The method involves calibrating a Markov chain with a discrete state space whose probability distribution closely approximates the distribution of a given time series. The quality of the approximation improves as the discrete state space becomes finer. The technique is useful for taking a discrete approximation to the conditional density of strictly exogenous variables of a model. The conditional density can be specified a priori or estimated from data using parametric or nonparametric procedures.
The method is particularly well-suited for asset pricing models without endogenous state variables. Once the state space is made discrete, the solution of the expectational equations involves matrix inversion.

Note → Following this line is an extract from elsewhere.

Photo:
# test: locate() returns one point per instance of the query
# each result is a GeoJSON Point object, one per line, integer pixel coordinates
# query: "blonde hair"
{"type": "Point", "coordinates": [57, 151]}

This maps the "difficult" problem of solving expectational equations into linear "approximating" problems requiring only matrix inversion. The paper extends this approach by identifying and making explicit the mapping from the continuous problem to the discrete linear problem and by providing an efficient method based on numerical quadrature for calibrating the discrete state-space economy.
The method is applied to a representative agent/exchange economy asset pricing model in the style of Lucas (1978) and Mehra and Prescott (1985). The model considers a single asset with stochastic dividend stream and derives the asset pricing equation based on the agent's intertemporal utility maximization problem. The model assumes that consumption growth and dividend growth are functions of a finite-memory stationary stochastic process.
The paper also discusses the convergence properties of the Markov chain model and the approximate solution to asset pricing equations. It shows that the method converges to the exact solution as the number of quadrature points increases. The method is tested on various models, including AR(1), AR(2), and VAR(2) processes, and is found to provide accurate approximations. The method is also applied to study the relationship between the risk premium and the conditional variability of equity returns under an ARCH endowment process. The results show that the risk premium is positively related to the conditional variance of equity returns.